Home Editor's Picks Impacts of Hazardous Waste to Human Health and the Environment

Impacts of Hazardous Waste to Human Health and the Environment

Example of Hazardous Waste
Example of Hazardous Waste

As a business, when you’re dealing with hazardous waste, it’s important that your organisation has an effective waste management plan in place. Hazardous waste can be harmful to human health and the environment, if it’s not handled properly.

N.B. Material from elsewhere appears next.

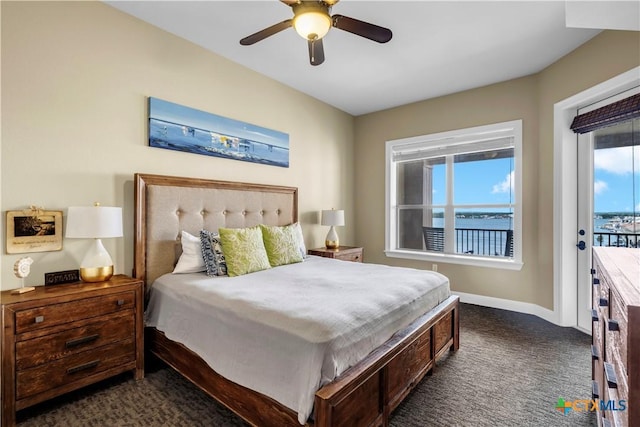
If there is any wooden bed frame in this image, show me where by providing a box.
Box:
[134,174,459,427]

There are many forms of hazardous waste, including solids, liquids, sludges and contained gases; in these forms, it can frequently contaminate surface and groundwater supplies. The UK government orders strict procedures on how to monitor and implement an effective hazardous waste solution, and together with providers of skip hire, Reconomy, this guide will assist that you’re managing these wastes appropriately.

Categorising your Waste

With you being a producer or holder of hazardous waste, the government strictly requires that you have a ‘duty of care’, which means they expect you to handle and identifying your waste responsibly.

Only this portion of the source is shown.